Prototype relentlessly. As everyone working with AI has discovered, the cost of trying something out is dramatically lower than it used to be. We went through numerous visual iterations before landing on what you see now. Some worked, some did not. The point is that discarding an approach and trying another costs minutes, not days. Use that to your advantage.
Encode quality standards as automated checks. Humans forget. Automation does not. Every brand rule, SEO requirement, and accessibility standard should be a check that runs before code ships. Our custom skills (/pre-pr, /brand-review, /seo-audit) catch issues that would otherwise reach production.
Use hooks for enforcement, not goodwill. The pre-PR hook that blocks PR creation unless validation passes is a small script, but it changes behaviour. Quality gates work when they cannot be skipped.
Put it in front of people you trust. This one has nothing to do with AI. We are fortunate to have people close to the business whose opinions we really value. We put the site in front of them throughout the build and gained honest feedback that shaped the final product. No amount of automated testing replaces a trusted person telling you that something does not feel right.
Give non-engineers a path to contribute. The technical team should not be the bottleneck for content changes. Natural language editing through Fusion means our marketing team can update the site without filing tickets and waiting.

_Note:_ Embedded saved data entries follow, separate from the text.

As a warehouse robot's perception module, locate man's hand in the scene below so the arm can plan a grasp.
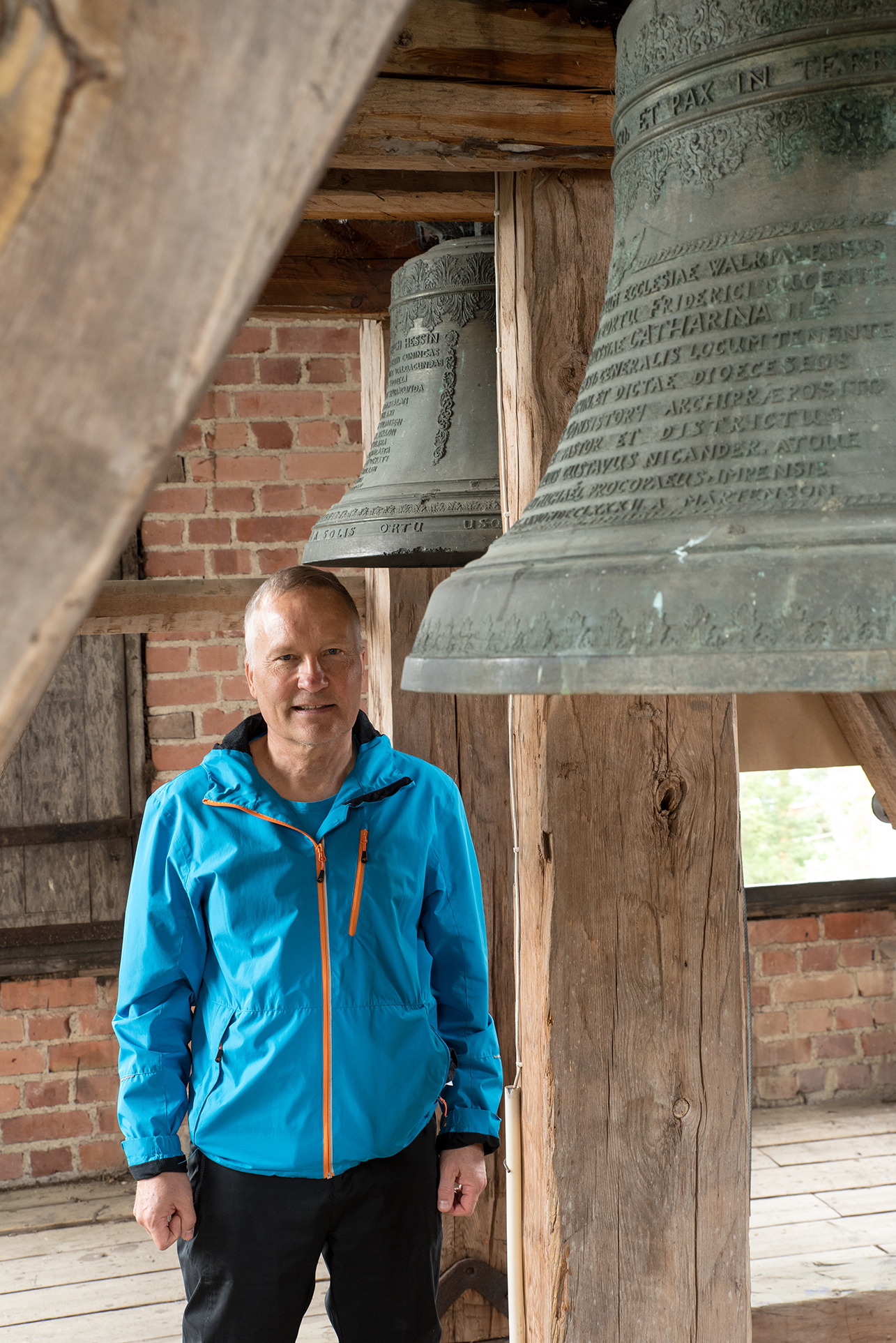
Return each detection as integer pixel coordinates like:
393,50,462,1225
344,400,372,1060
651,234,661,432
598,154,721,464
437,1143,488,1217
134,1176,195,1250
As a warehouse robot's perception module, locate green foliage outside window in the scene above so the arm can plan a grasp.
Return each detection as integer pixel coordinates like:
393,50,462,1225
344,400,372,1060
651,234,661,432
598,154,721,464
741,768,896,887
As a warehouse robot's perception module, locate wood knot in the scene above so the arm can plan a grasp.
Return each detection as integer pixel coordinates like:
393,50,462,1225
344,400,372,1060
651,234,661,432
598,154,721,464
653,774,687,825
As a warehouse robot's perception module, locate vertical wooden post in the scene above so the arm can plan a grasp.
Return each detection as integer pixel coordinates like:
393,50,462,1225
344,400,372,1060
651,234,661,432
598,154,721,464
499,170,750,1343
360,321,514,1343
360,317,392,737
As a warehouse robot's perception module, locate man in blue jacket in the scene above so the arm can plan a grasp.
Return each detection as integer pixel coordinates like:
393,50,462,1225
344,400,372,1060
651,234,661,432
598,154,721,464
114,567,501,1343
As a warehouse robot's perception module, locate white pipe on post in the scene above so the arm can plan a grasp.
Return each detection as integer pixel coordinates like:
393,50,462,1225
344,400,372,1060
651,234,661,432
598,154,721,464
504,1086,526,1343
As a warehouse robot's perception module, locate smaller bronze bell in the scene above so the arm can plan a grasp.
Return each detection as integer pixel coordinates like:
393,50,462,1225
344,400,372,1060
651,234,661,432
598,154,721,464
303,238,501,568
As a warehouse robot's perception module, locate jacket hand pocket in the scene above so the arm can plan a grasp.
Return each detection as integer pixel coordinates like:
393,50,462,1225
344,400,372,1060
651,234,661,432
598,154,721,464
189,1012,236,1141
349,830,367,938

Build for the next generation of search. llms.txt and WebMCP are small investments that position your site for AI-driven discovery. The sites that do this now will have an advantage as AI search grows.

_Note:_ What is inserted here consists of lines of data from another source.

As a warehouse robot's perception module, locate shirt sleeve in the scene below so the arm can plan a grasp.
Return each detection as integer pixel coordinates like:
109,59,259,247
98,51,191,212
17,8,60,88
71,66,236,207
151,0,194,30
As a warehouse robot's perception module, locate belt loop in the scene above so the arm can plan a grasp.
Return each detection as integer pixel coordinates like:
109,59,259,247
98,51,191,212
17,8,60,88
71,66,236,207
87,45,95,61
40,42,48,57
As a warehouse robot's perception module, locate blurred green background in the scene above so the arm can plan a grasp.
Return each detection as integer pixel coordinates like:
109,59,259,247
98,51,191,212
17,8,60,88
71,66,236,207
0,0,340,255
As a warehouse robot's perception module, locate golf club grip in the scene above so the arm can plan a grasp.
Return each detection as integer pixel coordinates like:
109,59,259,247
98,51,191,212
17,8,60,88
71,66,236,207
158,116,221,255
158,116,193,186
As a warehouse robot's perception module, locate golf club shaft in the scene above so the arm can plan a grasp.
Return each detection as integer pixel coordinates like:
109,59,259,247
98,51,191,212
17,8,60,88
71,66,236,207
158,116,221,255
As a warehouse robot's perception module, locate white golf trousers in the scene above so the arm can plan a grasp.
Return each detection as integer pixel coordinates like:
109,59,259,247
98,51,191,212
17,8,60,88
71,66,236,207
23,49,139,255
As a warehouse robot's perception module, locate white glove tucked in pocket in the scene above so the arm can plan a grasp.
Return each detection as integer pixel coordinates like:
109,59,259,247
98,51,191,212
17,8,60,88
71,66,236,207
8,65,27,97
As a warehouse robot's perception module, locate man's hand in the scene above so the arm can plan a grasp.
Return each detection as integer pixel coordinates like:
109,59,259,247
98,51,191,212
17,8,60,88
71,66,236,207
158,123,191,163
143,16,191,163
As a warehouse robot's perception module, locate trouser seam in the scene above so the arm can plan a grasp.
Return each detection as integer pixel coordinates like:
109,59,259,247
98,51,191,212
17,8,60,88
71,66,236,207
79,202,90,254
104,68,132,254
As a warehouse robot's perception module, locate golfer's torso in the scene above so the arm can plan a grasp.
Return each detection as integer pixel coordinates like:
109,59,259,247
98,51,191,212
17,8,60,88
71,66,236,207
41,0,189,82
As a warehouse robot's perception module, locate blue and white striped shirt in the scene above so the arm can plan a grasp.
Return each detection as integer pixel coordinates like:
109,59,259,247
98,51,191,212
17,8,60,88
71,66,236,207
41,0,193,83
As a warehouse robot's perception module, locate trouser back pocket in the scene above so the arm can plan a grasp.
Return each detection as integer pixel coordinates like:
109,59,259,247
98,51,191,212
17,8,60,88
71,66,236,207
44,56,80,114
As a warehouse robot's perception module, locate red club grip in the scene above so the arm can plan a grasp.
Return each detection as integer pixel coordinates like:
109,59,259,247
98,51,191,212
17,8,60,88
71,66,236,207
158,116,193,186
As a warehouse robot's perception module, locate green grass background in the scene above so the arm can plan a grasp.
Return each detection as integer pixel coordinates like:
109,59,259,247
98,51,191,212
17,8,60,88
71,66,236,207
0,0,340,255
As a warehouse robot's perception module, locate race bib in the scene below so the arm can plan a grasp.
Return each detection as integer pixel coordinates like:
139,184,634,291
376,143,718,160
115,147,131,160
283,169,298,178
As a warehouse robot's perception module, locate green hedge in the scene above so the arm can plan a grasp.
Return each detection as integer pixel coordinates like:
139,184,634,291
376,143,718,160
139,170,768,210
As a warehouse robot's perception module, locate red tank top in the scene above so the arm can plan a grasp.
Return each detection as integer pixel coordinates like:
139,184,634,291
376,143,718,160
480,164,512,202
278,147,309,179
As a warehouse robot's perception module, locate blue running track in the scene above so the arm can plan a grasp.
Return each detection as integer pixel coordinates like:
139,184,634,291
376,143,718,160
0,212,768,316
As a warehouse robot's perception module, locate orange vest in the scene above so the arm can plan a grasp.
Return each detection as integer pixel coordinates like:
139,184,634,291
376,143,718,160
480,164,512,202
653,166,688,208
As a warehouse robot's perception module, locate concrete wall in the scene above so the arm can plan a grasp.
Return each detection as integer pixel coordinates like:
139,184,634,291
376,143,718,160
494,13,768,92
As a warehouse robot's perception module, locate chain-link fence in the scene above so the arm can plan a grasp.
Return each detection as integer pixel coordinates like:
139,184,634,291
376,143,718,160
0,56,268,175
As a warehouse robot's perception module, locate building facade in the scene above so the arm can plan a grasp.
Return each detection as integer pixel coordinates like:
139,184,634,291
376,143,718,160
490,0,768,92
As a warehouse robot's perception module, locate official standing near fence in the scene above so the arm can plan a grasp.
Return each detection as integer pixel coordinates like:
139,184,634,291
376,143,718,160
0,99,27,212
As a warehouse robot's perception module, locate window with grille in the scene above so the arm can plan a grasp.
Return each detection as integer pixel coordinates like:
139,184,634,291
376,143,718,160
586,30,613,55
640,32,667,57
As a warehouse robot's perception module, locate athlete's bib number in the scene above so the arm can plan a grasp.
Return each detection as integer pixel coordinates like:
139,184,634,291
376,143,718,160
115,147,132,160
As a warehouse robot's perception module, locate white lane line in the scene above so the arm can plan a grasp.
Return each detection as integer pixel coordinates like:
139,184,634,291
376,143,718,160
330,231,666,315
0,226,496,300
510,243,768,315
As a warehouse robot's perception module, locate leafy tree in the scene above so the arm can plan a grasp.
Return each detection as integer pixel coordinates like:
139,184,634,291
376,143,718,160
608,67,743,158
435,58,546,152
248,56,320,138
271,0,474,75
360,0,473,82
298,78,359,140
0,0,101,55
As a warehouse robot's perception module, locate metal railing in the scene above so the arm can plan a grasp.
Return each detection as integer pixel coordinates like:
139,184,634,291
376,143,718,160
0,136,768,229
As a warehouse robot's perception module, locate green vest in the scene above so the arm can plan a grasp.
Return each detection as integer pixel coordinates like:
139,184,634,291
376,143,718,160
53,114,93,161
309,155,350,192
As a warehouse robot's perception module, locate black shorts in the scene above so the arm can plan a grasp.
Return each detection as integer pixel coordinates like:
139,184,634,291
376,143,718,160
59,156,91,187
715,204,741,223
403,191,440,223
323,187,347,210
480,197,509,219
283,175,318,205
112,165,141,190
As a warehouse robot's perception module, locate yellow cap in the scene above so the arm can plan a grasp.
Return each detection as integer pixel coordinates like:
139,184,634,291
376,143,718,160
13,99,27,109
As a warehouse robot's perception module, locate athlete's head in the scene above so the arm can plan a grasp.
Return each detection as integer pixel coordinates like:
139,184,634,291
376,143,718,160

Static is not a limitation. Zero client-side framework means faster load times, lower hosting costs, and simpler security posture. We have magnetic buttons, smooth scrolling, scroll-reveal animations, and a dark-mode toggle, all without shipping a framework bundle. Vanilla TypeScript in Astro’s <script> tags handles everything.
Should you do this?
If you are running a marketing site on an expensive CMS and your team is frustrated by the speed of updates, yes. The combination of static site generation, AI-assisted development, and natural language editing is genuinely better for most marketing sites. It is cheaper, faster, more secure, and gives you more control.
The caveat is that you need someone who understands the principles, even if the AI writes the code. AI does not replace design thinking or content strategy. It replaces the mechanical work of translating those decisions into code. You still need someone who knows what good looks like and can review what the AI produces.
For us, this project was a proof point. We advise clients on AI adoption every day. Building our own site this way forced us to live with the same tools, the same workflows, and the same trade-offs we recommend. The lessons are real because the project is real.
The site you are reading this on was built this way. Every page, every component, every pipeline check. It costs us less than a round of drinks to run each month, and any member of the team can update it by describing what they want in plain English.
That feels like progress worth sharing.